My son was born in the summer, so the shawl was draped on my writing chair in my office for a few months until Fall came around, at which time it migrated down to the kitchen/family room where I would cover us both while he nursed. This is its fourth year it is in my possession, and I brought it with me to Frankfurt, Germany. It has resumed its rightful place on our rocking chair. During the day, it is well-loved and often used by the kids in make-believe play, as a dress, blanket, tent, and so on.
At night, when the temperature drops in the apartment, it’s my turn. I walk around wearing it, and when I write, it is wrapped around me. Like tonight, when I sit here with the shawl draped over my shoulders. It has become a part of my writing ritual, something I use to transform myself into my inner writer and transport myself into the fictional realms.
I pick up little elements that I add to my writing routine. With THE SILENCE OF TREES, I had a few cds that I would play over and over again, several of them Ukrainian folksongs. I liked to burn cinnamon incense or have cinnamon sticks nearby (the scent was important to my protagonist, Nadya); I also had a black river rock that I would hold (it was the inspiration for my protagonist’s lucky stone).
These kinds of talismans evolve from the visioning and writing process, and I’m a creature that craves these little rituals, like having the kids ring the Tibetan singing bowl at the foot of the stairs each morning. We brought that with us to Germany as well.

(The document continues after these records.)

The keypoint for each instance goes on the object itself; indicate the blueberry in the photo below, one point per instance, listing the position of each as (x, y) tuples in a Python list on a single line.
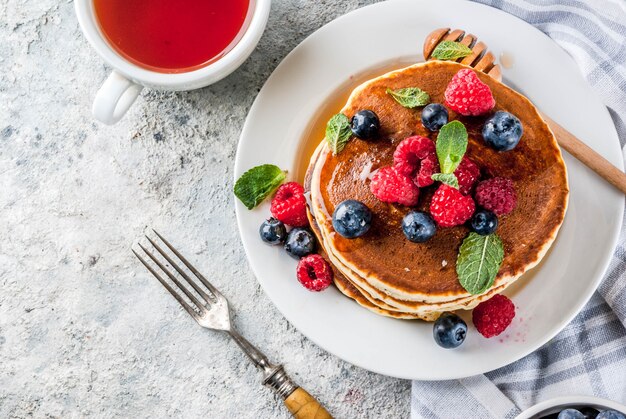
[(418, 226), (365, 124), (570, 414), (484, 222), (449, 330), (300, 242), (502, 131), (589, 412), (434, 116), (610, 414), (352, 219), (273, 231)]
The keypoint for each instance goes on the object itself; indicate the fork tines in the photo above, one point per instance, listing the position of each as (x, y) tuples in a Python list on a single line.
[(201, 295)]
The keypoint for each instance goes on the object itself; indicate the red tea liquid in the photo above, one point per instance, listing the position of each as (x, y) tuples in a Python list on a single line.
[(171, 36)]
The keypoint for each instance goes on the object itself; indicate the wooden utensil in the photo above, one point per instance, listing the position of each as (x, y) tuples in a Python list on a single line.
[(483, 60), (209, 308)]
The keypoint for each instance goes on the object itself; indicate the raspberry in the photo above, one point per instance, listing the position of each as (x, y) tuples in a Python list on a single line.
[(497, 195), (388, 185), (467, 174), (493, 316), (314, 273), (449, 207), (417, 155), (289, 205), (467, 95)]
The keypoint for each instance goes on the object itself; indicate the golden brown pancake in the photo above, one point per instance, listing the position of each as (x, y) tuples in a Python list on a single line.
[(408, 272), (375, 300)]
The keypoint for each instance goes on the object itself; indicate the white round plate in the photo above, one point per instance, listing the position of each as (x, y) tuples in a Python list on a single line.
[(547, 298)]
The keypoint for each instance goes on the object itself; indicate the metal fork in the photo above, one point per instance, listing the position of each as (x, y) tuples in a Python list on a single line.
[(210, 309)]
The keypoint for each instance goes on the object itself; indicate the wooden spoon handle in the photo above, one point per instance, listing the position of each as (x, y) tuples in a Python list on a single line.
[(587, 155), (304, 406)]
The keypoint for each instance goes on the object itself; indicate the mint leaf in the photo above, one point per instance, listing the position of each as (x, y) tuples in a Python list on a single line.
[(451, 146), (410, 97), (447, 178), (450, 50), (479, 261), (257, 183), (338, 132)]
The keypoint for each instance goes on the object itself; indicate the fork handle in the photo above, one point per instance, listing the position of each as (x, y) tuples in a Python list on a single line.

So this shawl has become tied to the writing process of my second book, and it will probably make an appearance in the book as well (that sort of thing always seems to happen).
It is also a part of my process for the Amazon Breakthrough Novel Award. I wear it as I read my emails and write my posts. I like to think that it brought me luck for the semi-finals.
When I first saw the shawl, I could feel the love that went into its crafting; and each new memory I make while wearing it seems to make the colors brighter, the threads even softer. I know that with each year that passes, the shawl becomes more precious. I hope to someday have it wrapped around my shoulders when I am rocking in my chair with great-grandchildren gathered around listening to my stories.
I hope that each of you has something like my writing shawl to wrap around yourself, be it literal or figurative. A shawl, a sweater, a song, or a memory…something that makes you feel loved and safe and connected.